Qu'est-ce que je disais? Vous me faites digresser, c'est pas honnête. Ah oui: Laura et mézigue, à l'hôtel Tû Trich Kang Tû Jouy, une boite d'avant-dernier ordre.

On pénètre dans une espèce de salle commune, bourrée de matafs de la Navy, blancs comme des peintres en bâtiment, mais beaucoup plus bourrés.

Je sais pas si c'est pour réagir contre l'immaculé de leur uniforme, mais ils sont toujours noirs, les matafs amerloques. A terre, il leur faudrait un radar tout comme à bord. J'en ai vu des bouilles de dégénérés dans ma vie bourlingueuse, mais jamais autant que dans la Navy. Des microcéphales, des macrocéphales, des brachycéphales, des dolichocéphales, une vraie collection, je vous jure! Chez nous, des mecs avec des tronches pareilles, on les colle dans des bocaux; les Ricains, eux, ils les flanquent dans la marine où on les fait fonctionner au sifflet, comme des clébards et où toujours comme des clébards, on leur file des coups de pompe dans le derche.

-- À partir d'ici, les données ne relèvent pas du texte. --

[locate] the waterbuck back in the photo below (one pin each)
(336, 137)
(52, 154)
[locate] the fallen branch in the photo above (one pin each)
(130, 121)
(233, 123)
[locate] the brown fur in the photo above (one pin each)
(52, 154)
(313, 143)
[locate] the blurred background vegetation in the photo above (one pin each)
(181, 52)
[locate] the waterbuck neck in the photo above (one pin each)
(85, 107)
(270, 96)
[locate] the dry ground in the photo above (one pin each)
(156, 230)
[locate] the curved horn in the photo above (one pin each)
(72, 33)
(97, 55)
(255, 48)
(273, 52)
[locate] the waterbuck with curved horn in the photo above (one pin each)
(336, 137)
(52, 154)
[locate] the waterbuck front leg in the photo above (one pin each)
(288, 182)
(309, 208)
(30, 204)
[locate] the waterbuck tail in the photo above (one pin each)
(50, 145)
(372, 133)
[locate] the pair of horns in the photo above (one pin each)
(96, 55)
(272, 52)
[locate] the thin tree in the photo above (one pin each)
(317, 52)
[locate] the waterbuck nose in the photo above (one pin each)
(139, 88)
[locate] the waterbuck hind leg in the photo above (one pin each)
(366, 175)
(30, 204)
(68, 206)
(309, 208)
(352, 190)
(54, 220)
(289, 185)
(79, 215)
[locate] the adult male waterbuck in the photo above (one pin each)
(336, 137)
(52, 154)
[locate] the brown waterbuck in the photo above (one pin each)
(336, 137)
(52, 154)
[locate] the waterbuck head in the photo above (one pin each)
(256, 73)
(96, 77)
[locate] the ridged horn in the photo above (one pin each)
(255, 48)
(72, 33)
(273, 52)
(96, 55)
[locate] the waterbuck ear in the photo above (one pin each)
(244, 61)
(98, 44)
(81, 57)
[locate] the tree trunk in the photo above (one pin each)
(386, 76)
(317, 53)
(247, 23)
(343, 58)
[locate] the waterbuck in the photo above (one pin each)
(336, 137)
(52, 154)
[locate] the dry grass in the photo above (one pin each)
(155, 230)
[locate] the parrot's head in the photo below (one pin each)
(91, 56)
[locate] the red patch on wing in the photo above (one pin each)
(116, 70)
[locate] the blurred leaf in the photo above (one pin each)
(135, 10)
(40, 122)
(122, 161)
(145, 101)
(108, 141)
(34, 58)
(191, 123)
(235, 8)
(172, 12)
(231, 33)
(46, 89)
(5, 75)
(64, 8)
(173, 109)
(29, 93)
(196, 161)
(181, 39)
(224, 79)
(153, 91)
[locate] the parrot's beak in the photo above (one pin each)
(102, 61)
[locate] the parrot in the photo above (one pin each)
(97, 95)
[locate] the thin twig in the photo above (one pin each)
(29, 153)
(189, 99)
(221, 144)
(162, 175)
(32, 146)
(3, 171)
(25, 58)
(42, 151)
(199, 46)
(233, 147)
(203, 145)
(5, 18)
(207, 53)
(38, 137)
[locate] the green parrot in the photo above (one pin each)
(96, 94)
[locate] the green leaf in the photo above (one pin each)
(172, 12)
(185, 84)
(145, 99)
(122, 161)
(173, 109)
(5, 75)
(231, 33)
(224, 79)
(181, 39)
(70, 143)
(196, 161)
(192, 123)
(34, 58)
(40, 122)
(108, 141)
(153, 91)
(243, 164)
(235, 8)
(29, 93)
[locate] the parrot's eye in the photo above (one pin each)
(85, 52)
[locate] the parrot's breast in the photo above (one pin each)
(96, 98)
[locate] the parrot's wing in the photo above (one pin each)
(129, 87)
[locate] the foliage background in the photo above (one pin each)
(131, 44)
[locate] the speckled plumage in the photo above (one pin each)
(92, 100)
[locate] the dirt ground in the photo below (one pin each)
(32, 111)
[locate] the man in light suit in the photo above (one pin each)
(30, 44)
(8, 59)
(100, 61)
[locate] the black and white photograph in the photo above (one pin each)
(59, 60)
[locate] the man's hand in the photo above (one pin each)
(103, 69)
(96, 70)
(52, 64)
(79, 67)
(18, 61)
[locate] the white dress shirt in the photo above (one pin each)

Ces gentilhommes des mers font un foin du diable dans le bistrot. Ils sont alignés le long du comptoir, comme ils s'aligneront un peu plus tard devant un mur afin de souscrire à l'opération inverse. La même attitude pour boire que pour pisser, avouez que c'est triste! Derrière le long rade laqué, j'avise deux singes. Le premier est attaché au mur par une chaînette, le second sert de la bière aux clients. Le premier est ouistiti de son état, et le second cabaretier; c'est en cela qu'ils se différencient. A part ça, ils se ressemblent comme deux frères qui se ressemblent, sauf peut-être que le ouistiti est un peu moins poilu que le bistrotier.

C'est rare, un Asiatique velu, non? Moi, tous les Jaunes que j'ai rencontrés étaient imberbes comme des pendules Louis XV. Dans tout ce bouzin, je me sens pas bêcheur, avec ma ravissante Laura au bras. Les gagas de la marine se mettent à la siffler, à la toucher, à lui faire des gestes honteux qui ne font pas étinceler mon standing. Seulement faut savoir si je vais me mettre sérieusement au turf, ou bien engager une nouvelle guerre au sud du 178 parallèle (d'infanterie de marine).

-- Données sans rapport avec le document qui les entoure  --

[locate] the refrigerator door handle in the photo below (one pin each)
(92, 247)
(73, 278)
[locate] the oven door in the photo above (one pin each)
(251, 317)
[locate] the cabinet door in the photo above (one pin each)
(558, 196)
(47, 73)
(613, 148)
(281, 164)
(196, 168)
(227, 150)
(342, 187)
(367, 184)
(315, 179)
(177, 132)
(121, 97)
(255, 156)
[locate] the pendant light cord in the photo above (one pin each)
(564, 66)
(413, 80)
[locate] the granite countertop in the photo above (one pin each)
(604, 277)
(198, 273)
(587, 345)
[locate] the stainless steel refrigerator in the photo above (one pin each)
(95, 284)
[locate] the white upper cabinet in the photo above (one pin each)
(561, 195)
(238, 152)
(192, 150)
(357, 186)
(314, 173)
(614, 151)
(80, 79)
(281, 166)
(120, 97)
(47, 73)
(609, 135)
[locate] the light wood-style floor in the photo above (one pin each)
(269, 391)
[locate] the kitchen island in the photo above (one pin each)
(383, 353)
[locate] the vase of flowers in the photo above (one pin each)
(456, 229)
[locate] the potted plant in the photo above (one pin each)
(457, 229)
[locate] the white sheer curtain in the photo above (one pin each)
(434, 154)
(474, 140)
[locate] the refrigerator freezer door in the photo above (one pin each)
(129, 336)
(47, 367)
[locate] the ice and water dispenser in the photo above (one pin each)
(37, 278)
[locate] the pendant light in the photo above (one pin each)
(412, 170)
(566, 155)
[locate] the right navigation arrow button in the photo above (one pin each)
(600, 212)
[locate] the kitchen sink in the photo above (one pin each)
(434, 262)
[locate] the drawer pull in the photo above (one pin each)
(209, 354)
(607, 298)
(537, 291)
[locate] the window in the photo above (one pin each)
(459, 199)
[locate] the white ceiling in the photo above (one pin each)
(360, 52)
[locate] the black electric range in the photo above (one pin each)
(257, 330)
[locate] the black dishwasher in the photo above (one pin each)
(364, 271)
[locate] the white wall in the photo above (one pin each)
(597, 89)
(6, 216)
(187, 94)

Je m'approche du singe-taulier et je lui demande s'il pourrait, moyennant finances, nous louer une piaule de son Pâlace, de préférence à l'étage le plus élevé.

Il me considère avec cette attention soutenue, qui rejoint presque la fascination qu'ont les messieurs devant une Ferrari et les dames devant un miroir. Puis il décide que je suis un client possible et me demande pour quelle durée je souhaite devenir son locataire.

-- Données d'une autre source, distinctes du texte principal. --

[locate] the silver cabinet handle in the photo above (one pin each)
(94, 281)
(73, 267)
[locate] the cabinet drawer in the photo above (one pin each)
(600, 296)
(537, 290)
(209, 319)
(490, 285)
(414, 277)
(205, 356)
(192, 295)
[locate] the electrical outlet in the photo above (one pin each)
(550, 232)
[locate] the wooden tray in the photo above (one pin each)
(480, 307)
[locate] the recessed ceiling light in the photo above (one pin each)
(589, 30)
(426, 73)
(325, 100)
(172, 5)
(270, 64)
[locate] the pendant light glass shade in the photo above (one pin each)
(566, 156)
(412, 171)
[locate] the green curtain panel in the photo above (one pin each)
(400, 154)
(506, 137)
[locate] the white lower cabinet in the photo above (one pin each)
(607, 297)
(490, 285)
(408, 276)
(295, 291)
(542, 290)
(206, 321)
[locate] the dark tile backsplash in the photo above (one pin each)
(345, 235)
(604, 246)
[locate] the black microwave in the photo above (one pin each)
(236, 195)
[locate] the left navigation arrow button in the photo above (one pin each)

Je lui réponds, l'honneur de Loura dût-il en souffrir, qu'une petite heure sera grandement suffisante. En vertu de quoi il me donne une clé et le conseil de prendre garde au tapis de l'escalier qui est décloué entre le second et le troisième étage.

— Je ne comprends toujours pas, me dit Laura lorsque j'ai refermé la porte de la chambre.

— Je vais vous expliquer, ou plutôt vous démontrer, mon petit.